If you are watching the current political fiasco known as our presidential election, and wonder why politicans would so prone to make erroneous claims (ie lie) that can be easily refuted, check out this study of how people's opinions were changed when given claims, and then refutations of those claims.
"In experiments conducted by political scientist John Bullock at Yale University, volunteers were given various items of political misinformation from real life. One group of volunteers was shown a transcript of an ad created by NARAL Pro-Choice America that accused John G. Roberts Jr., President Bush's nominee to the Supreme Court at the time, of "supporting violent fringe groups and a convicted clinic bomber."
A variety of psychological experiments have shown that political misinformation primarily works by feeding into people's preexisting views. People who did not like Roberts to begin with, then, ought to have been most receptive to the damaging allegation, and this is exactly what Bullock found. Democrats were far more likely than Republicans to disapprove of Roberts after hearing the allegation.
Bullock then showed volunteers a refutation of the ad by abortion-rights supporters. He also told the volunteers that the advocacy group had withdrawn the ad. Although 56 percent of Democrats had originally disapproved of Roberts before hearing the misinformation, 80 percent of Democrats disapproved of the Supreme Court nominee afterward. Upon hearing the refutation, Democratic disapproval of Roberts dropped only to 72 percent.
Republican disapproval of Roberts rose after hearing the misinformation but vanished upon hearing the correct information. The damaging charge, in other words, continued to have an effect even after it was debunked among precisely those people predisposed to buy the bad information in the first place."
That should have intuitive appeal: we are all guilty of cherry-picking our data, giving unwarranted credibility to that which confirms our bias, and heaping undue skepticism on that which we already doubted. And once an idea gets into our heads, it is sometimes hard to get out. However, there was an additional effect, known as the "backfire effect", where people's opinion's on a subject would move in the opposite direction of the data refuting it, and it was not spread evenly across the political spectrum.
"Bullock and others have also shown that some refutations can strengthen misinformation, especially among conservatives.
Political scientists Brendan Nyhan and Jason Reifler provided two groups of volunteers with the Bush administration's prewar claims that Iraq had weapons of mass destruction. One group was given a refutation -- the comprehensive 2004 Duelfer report that concluded that Iraq did not have weapons of mass destruction before the United States invaded in 2003. Thirty-four percent of conservatives told only about the Bush administration's claims thought Iraq had hidden or destroyed its weapons before the U.S. invasion, but 64 percent of conservatives who heard both claim and refutation thought that Iraq really did have the weapons. The refutation, in other words, made the misinformation worse.

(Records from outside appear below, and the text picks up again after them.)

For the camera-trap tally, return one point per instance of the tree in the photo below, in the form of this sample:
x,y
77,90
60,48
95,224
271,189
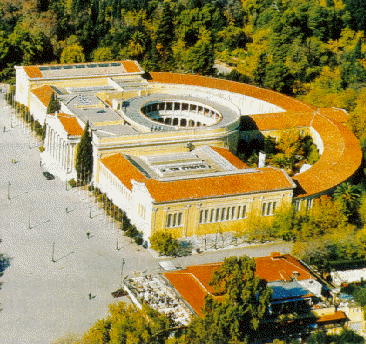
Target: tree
x,y
164,243
84,156
73,54
345,337
53,105
200,57
102,54
236,316
128,325
165,35
348,196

A similar "backfire effect" also influenced conservatives told about Bush administration assertions that tax cuts increase federal revenue. One group was offered a refutation by prominent economists that included current and former Bush administration officials. About 35 percent of conservatives told about the Bush claim believed it; 67 percent of those provided with both assertion and refutation believed that tax cuts increase revenue.
In a paper approaching publication, Nyhan, a PhD student at Duke University, and Reifler, at Georgia State University, suggest that Republicans might be especially prone to the backfire effect because conservatives may have more rigid views than liberals: Upon hearing a refutation, conservatives might "argue back" against the refutation in their minds, thereby strengthening their belief in the misinformation. Nyhan and Reifler did not see the same "backfire effect" when liberals were given misinformation and a refutation about the Bush administration's stance on stem cell research."
If you have been watching the battle against the lies Palin and McCain has been spinning, this should come as no surprise. I would attribute it to the growing paranoid nature of conservatives, where criticism, especially from untrusted sources, equates to confirmation in their mind. Thus, if Media Matters criticizes something Sarah Palin says, that is processed as a confirmation, because of course every good conservative knows that the liberal media is out to get them. We see similar reasoning among Intelligent Design proponents. Since the scientific establishment is out to get them, any proclamations from said establishment is more proof they are right. One can also see this in the common refrain, from both the political and scientific right, that anger from one's opponents means one's arguments are sound. Those in the right, it is assumed, don't get angry or "negative".
This is why the refutations of right-wing political nonsense must come from those not considered "liberals" by the right-wingers, and why ads like this one featuring people like Rachel Maddow will not be effective.